Second, bacterial diversity increased in controls, but remained constant in cases (Figure 2b). The same phenomenon was described in Crohn's disease, in which decreased diversity of fecal microbiota of cases in comparison with controls (Manichanh et al., 2006; Sartor, 2008). A decrease in microbial diversity in the gut was also observed in obese individuals in relation with lean individuals (Turnbaugh et al., 2009). This result may be caused by a disturbance, likely an immunological response, in autoimmune children that reduces the microbial diversity in these case subjects. In natural systems, microbial communities are very sensitive to disturbance and are not sufficiently resilient to return to their original states (Allison and Martiny, 2009). Reduced community composition decreases the set of ecosystem processes available in this community. In the human intestine, limited diversity may lead to a reduced capacity to digest a diverse diet, leading to lower energy levels in affected individuals. Hence, a gut microbial community with less diversity may lead to less healthy individuals or may be an indicator of an unhealthy state.

Finally, the mean molecular distance between any two case samples is greater than the molecular distance between any two control samples collected at any of the time points (Figures 3 and 4). Thus, although control communities are more diverse than case communities, overall, control communities are much more similar to each other and show a community stability that is lacking in case communities. This community difference between any two case samples suggests that the autoimmune communities are much less stable.

Of all the differences observed between autoimmune and healthy microbiomes, there are two indicators of the autoimmune microbiome that can be observed at the earliest time points, before the first appearance of autoantibodies in case subjects.
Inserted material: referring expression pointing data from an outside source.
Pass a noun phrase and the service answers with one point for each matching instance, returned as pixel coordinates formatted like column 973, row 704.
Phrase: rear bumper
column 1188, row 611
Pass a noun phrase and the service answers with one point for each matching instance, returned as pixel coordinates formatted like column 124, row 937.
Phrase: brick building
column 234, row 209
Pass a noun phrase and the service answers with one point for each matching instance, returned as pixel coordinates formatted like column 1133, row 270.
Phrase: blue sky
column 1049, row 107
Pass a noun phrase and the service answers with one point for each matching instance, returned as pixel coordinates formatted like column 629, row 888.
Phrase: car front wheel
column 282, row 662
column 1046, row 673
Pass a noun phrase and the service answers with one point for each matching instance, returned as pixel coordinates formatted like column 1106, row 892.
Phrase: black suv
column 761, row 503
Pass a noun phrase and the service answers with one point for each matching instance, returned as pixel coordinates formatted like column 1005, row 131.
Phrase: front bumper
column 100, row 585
The first of these characteristics is the instability of the autoimmune microbiome. The second characteristic is the high ratio of Firmicutes to Bacteroidetes in cases, which is observed within the first 6 months after birth, compared with the low ratio found in controls. Both these characteristics may be early diagnostic markers of pending autoimmunity that can be observed before the first appearance of autoantibodies in serum. This knowledge may allow early interventions that can delay or prevent autoimmunity in children by alerting the intestinal microbiome or by other means.
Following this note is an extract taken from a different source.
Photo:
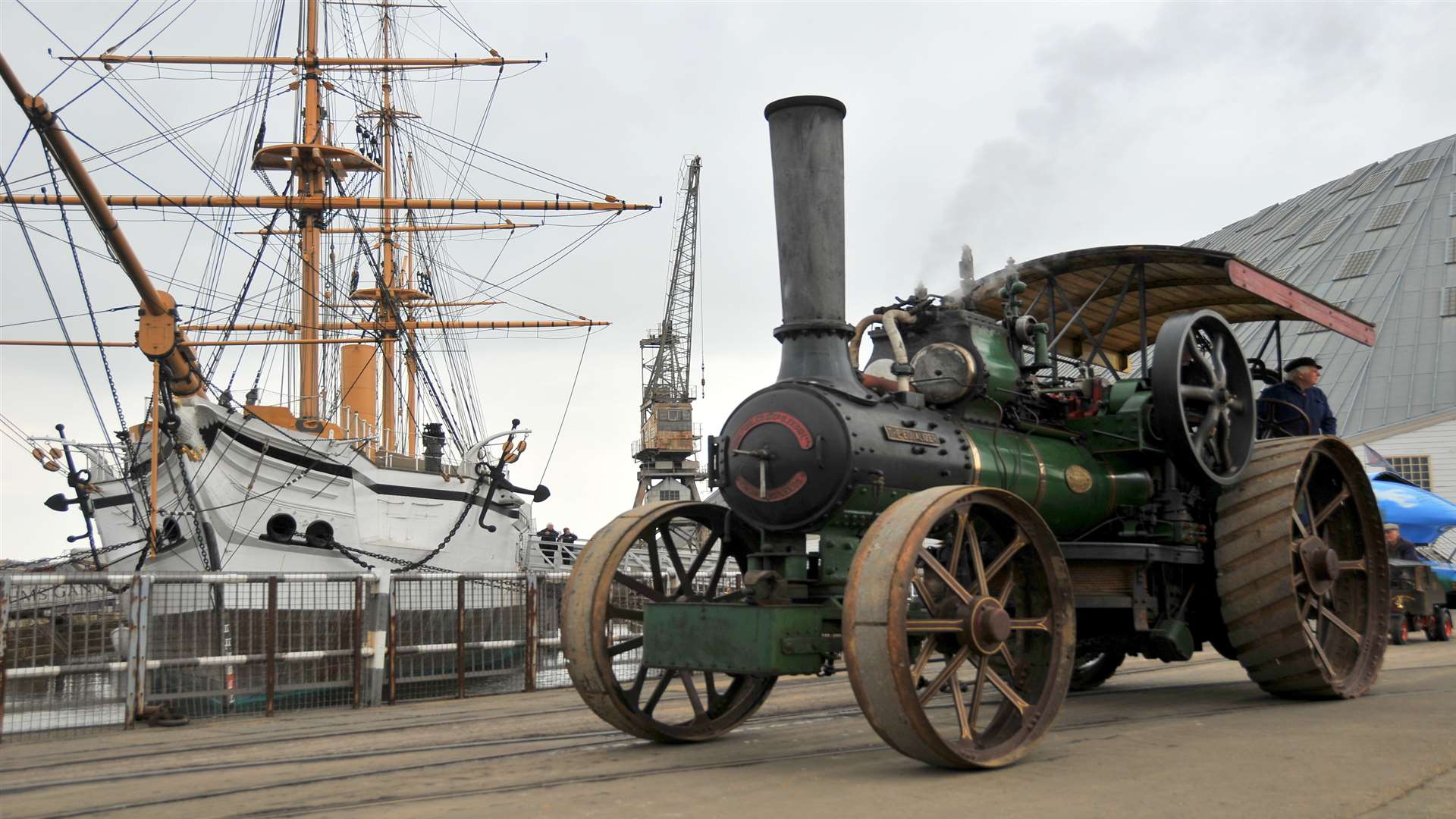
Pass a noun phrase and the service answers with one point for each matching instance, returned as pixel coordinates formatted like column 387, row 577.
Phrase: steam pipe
column 807, row 148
Taken collectively, these findings support the concept of an autoimmune microbiome for T1D. Although the number of samples used here is too low to make any firm conclusions, these data suggest that the autoimmune microbiome for this disease tends to have more classified members but decreased diversity and reduced stability when compared with a healthy microbiome. The forces at work that result in the autoimmune microbiome are unknown, but may be related to the breeching of the epithelial layer combined with abnormal immune responsiveness. This work provides a model of the autoimmune microbiome for T1D and delineates four features that can serve as springboards for further analysis. The defining characteristics of the stable, healthy microbiome and the unstable, unhealthy autoimmune microbiomes are reminiscent of the famous first line from Tolstoy′s Anna Karenina: ‘All happy families are alike; each unhappy family is unhappy in its own way.